I'm sure this is an easy command in R, but for some reason, I'm having trouble finding a solution.

I'm trying to run a bunch of crosstabs (using the table() command) in R, and each tab has two columns (treatment and no treatment). I would like to know if the difference between the columns are significantly different for each other for all rows (the rows are a handful of answer choices from a survey). I'm not interested in overall significance, only within the crosstab comparing treatment vs. no treatment.

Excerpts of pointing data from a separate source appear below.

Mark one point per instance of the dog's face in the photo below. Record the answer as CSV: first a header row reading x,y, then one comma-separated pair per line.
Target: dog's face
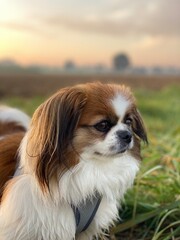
x,y
99,120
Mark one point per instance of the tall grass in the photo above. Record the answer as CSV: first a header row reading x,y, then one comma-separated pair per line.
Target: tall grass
x,y
151,209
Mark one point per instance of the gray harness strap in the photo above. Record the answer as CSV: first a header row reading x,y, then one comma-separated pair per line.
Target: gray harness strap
x,y
84,214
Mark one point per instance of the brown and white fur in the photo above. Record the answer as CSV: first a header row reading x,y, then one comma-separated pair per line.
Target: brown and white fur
x,y
82,140
13,125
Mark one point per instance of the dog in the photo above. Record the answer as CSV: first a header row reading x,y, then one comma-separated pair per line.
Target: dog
x,y
13,125
81,152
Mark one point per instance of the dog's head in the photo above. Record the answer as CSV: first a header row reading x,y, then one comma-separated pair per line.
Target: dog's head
x,y
98,120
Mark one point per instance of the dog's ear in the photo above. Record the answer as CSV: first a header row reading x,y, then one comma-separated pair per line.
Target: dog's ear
x,y
52,131
138,126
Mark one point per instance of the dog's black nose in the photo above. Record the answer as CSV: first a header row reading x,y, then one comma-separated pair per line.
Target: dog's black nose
x,y
125,136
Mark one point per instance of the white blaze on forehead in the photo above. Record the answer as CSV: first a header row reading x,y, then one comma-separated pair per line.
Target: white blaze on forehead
x,y
120,104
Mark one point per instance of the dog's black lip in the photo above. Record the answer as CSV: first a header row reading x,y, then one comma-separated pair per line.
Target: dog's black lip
x,y
119,152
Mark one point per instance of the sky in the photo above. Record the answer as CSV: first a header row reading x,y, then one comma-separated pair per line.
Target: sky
x,y
51,32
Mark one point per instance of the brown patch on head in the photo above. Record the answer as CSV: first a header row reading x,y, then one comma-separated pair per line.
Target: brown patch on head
x,y
10,128
52,131
98,107
57,135
138,130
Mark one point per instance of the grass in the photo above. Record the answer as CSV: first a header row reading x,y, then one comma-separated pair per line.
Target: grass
x,y
151,209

This type of analysis is very easy in SPSS (link below to illustrate what I'm talking about), but I can't seem to get it working in R. Do you know I can do this?

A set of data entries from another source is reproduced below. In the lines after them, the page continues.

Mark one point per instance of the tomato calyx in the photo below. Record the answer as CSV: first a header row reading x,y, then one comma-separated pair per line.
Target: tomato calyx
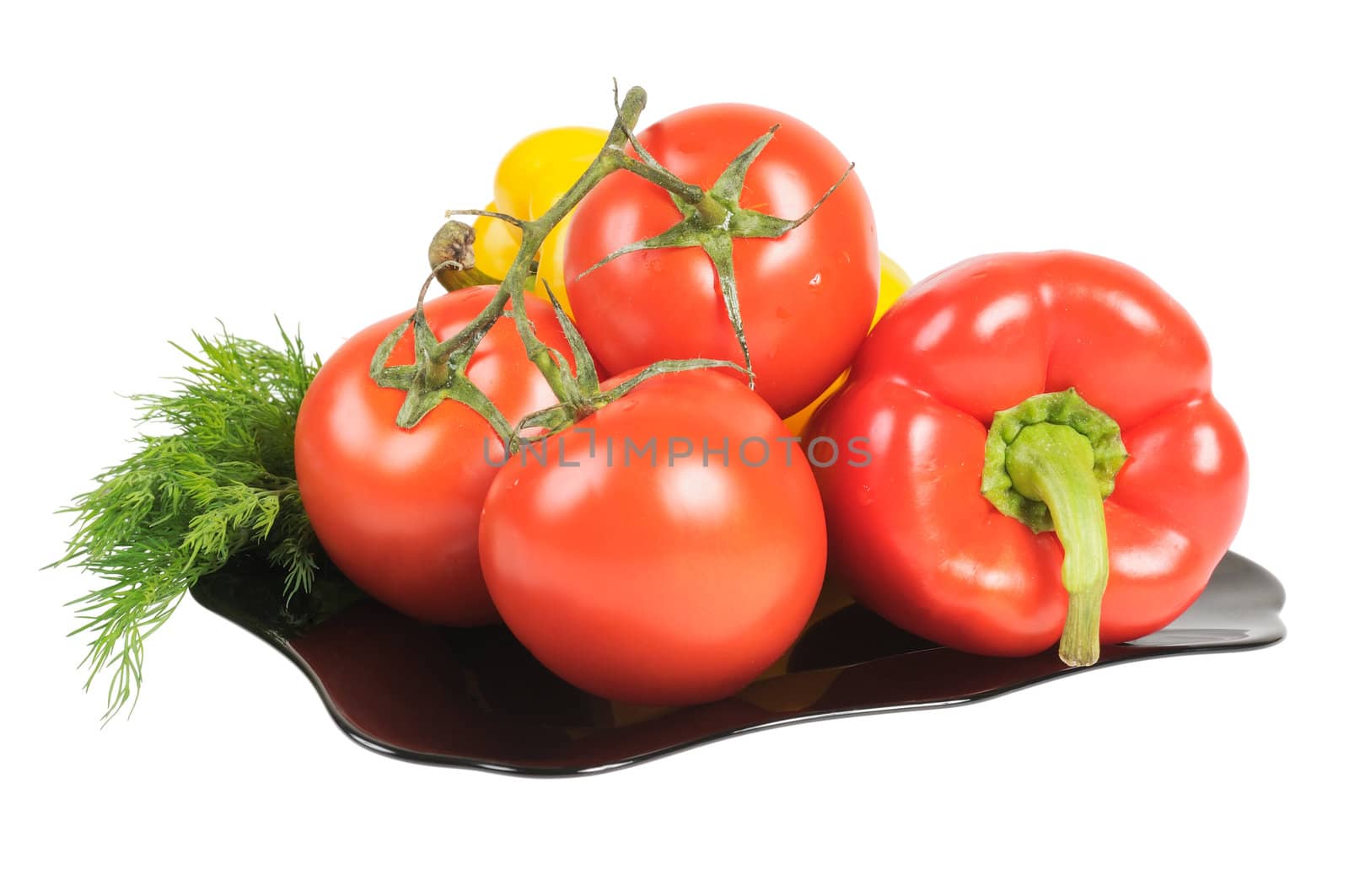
x,y
1050,463
714,220
451,254
438,370
582,394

http://help.vovici.net/robohelp/robohelp/server/general/projects_fhpro/survey_workbench_MX/Significance_testing.htm

EDITED: Here is an example of in R about what I mean:

 treatmentVar <-c(0,1,0,1,0,1,0,1,0,1,0,1,0,1,0,1) # treatment is 1 or 0
 question1 <-c(1,2,2,3,1,1,2,2,3,1,1,2,2,3,1,3) #choices available are 1, 2, or 3
 Questiontab <- table(question1, treatmentVar)
 Questiontab

I have tables like this ^ (percentaged by column on the treatmentVar), and I would like to see if there is a significant difference between each question choice (rows) going from treatment 0 to treatment 1. So in the example above, I would want to know if there is a significant difference between 4 and 2 (row 1), 3 and 3 (row 2), and 1 and 3 (row 3). So in this example, the choices for question1 might be significantly difference for choices 1 and 3 (because the difference is 2) but the difference for choice 2 isn't because the difference is zero. Ultimately, I'm trying to determine this type of significance. I hope that helps.

Thanks!

Answer 1

Using your example, either the chisq.test or prop.test (equivalent in this case):

> chisq.test(Questiontab)

        Pearson's Chi-squared test

data:  Questiontab 
X-squared = 1.6667, df = 2, p-value = 0.4346

Warning message:
In chisq.test(Questiontab) : Chi-squared approximation may be incorrect
> prop.test(Questiontab)

        3-sample test for equality of proportions without continuity
        correction

data:  Questiontab 
X-squared = 1.6667, df = 2, p-value = 0.4346
alternative hypothesis: two.sided 
sample estimates:
   prop 1    prop 2    prop 3 
0.6666667 0.5000000 0.2500000 

Warning message:
In prop.test(Questiontab) : Chi-squared approximation may be incorrect

Note the warning; these tests aren't necessarily appropriate for such small numbers.

Answer 2

I think the function you're looking for is pairwise.prop.test(). See ?pairwise.prop.test for an example.